The Royal Institution of Chartered Surveyors (RICS), who often undertake valuations on behalf of clients or mortgage companies, dislikes the term "down valuation". They prefer to be more exact with their description, stating, "What is being described is the difference between worth (to the individual buyer/seller) and market value." on their blog about the myth of down valuation.
That aside, essentially, a down valuation is where your buyer’s mortgage surveyor values your property at a lower price than you’ve agreed to sell the property for.

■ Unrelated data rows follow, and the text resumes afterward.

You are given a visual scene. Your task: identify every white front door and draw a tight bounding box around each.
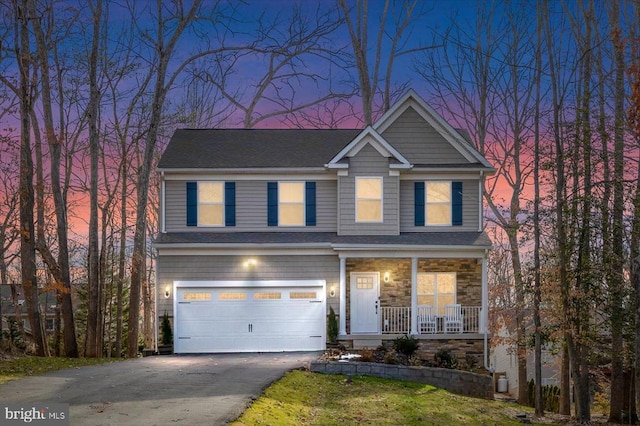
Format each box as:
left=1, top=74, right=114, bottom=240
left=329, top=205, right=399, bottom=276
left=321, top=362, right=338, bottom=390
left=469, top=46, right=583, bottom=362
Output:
left=350, top=272, right=380, bottom=334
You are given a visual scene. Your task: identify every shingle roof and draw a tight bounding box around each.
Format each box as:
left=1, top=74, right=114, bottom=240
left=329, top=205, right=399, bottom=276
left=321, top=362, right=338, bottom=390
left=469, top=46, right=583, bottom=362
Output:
left=158, top=129, right=361, bottom=169
left=154, top=232, right=491, bottom=249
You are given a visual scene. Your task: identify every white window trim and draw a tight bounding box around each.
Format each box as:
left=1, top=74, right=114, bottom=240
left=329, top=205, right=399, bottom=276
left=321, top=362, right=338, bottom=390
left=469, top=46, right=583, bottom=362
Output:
left=354, top=176, right=382, bottom=223
left=424, top=179, right=453, bottom=227
left=197, top=180, right=227, bottom=228
left=278, top=180, right=307, bottom=228
left=417, top=272, right=458, bottom=313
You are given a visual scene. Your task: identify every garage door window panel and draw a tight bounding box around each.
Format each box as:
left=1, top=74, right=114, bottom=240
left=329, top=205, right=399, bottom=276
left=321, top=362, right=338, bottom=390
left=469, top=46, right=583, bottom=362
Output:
left=218, top=292, right=247, bottom=300
left=253, top=291, right=282, bottom=300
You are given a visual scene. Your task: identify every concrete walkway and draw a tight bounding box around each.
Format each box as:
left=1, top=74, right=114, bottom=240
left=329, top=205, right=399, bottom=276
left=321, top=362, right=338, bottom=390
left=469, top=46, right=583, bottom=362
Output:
left=0, top=352, right=320, bottom=426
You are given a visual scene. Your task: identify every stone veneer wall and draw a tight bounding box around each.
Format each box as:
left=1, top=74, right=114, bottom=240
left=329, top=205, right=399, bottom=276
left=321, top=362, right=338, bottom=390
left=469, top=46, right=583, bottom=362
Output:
left=310, top=361, right=493, bottom=399
left=345, top=258, right=482, bottom=333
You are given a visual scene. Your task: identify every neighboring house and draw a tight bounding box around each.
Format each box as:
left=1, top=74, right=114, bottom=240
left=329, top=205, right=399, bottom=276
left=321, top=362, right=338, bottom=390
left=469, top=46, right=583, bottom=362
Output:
left=0, top=283, right=57, bottom=338
left=154, top=91, right=494, bottom=363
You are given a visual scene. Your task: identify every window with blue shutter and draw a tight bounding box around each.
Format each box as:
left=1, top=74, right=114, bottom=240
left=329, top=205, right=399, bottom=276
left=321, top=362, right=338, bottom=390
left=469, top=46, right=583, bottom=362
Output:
left=451, top=182, right=462, bottom=226
left=224, top=182, right=236, bottom=226
left=413, top=182, right=425, bottom=226
left=267, top=182, right=278, bottom=226
left=187, top=182, right=198, bottom=226
left=304, top=182, right=316, bottom=226
left=414, top=181, right=462, bottom=226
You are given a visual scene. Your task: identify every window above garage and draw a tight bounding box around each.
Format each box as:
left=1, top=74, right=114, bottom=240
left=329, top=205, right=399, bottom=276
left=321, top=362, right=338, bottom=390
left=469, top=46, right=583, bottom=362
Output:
left=267, top=181, right=316, bottom=227
left=187, top=181, right=236, bottom=227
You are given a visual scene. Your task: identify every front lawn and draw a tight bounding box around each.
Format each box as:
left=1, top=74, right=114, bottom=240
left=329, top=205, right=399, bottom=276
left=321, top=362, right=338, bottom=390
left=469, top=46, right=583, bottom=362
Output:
left=0, top=356, right=118, bottom=383
left=232, top=371, right=548, bottom=426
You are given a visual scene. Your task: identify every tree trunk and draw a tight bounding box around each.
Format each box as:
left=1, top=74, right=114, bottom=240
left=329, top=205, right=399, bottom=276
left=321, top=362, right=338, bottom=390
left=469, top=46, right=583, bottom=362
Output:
left=16, top=0, right=49, bottom=356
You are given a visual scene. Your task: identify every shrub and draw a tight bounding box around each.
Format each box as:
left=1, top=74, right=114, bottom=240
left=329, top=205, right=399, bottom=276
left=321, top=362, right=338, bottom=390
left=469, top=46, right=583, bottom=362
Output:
left=464, top=354, right=478, bottom=371
left=359, top=349, right=376, bottom=362
left=527, top=379, right=560, bottom=413
left=393, top=336, right=420, bottom=358
left=161, top=311, right=173, bottom=345
left=327, top=306, right=338, bottom=343
left=383, top=350, right=400, bottom=365
left=433, top=349, right=458, bottom=369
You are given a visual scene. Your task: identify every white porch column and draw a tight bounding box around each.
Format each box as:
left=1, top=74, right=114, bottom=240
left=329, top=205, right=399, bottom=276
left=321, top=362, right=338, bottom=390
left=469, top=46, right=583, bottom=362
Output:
left=411, top=257, right=418, bottom=335
left=480, top=250, right=489, bottom=368
left=338, top=257, right=347, bottom=336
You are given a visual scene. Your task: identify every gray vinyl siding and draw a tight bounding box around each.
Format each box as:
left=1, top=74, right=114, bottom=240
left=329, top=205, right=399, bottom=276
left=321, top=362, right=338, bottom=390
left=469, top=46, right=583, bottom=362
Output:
left=382, top=107, right=468, bottom=164
left=165, top=180, right=337, bottom=232
left=400, top=180, right=480, bottom=232
left=157, top=255, right=340, bottom=317
left=338, top=145, right=399, bottom=235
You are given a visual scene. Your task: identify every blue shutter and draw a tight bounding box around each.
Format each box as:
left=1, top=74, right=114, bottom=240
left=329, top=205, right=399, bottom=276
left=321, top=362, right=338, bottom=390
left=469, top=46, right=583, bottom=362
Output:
left=304, top=182, right=316, bottom=226
left=224, top=182, right=236, bottom=226
left=267, top=182, right=278, bottom=226
left=451, top=182, right=462, bottom=226
left=413, top=182, right=424, bottom=226
left=187, top=182, right=198, bottom=226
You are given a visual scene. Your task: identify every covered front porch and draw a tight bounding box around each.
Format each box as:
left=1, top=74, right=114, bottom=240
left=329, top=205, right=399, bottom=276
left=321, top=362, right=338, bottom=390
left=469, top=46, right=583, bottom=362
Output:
left=380, top=305, right=484, bottom=338
left=338, top=250, right=488, bottom=347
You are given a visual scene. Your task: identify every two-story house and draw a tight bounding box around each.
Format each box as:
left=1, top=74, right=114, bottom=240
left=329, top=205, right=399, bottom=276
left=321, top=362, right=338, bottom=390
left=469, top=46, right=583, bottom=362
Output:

The difference between the two figures (the agreed price and the valuation price) is the down valuation.
For example, if you agreed a sale price of £150,000 and the house repayment surveyor values the house at £130,000, then you have a down valuation of £20,000.
As a down valuation is a result of your buyer’s mortgage lender, you won’t find out about it until you’re a long way into the selling process, which does make things a little trickier - something that can put your property chain at risk!
It can take a fair few weeks for the surveyor to visit the property, then there’s a delay before they write a report, which will also mean more delay until the report is read by the mortgage company and a valuation is then given.
Nothing with mortgage companies ever happens quickly, adding to the frustration.
How does a down valuation affect sellers?
Having a down valuation on your property can mean that the sale falls through, with your buyer no longer wanting to pay over the odds for your property and you unlikely wanting to renegotiate on pricing.
Or, as we’ve just hinted at, instead of losing your buyer, they may come back to you and ask to renegotiate on price. Of course, this will mean you have to take a price hit, but it should hopefully mean your sale will go ahead without further problems.
Here is an example of the effect it had on one Reddit users sale:
- 🏠 First-time buyers offered £220k; lender (Nationwide) valued at £200k — a £20k shortfall.
- 🔗 Seller wouldn’t reduce because their onward purchase depended on the agreed price.
- 💷 Buyers on a 95% mortgage couldn’t add extra cash to bridge the gap.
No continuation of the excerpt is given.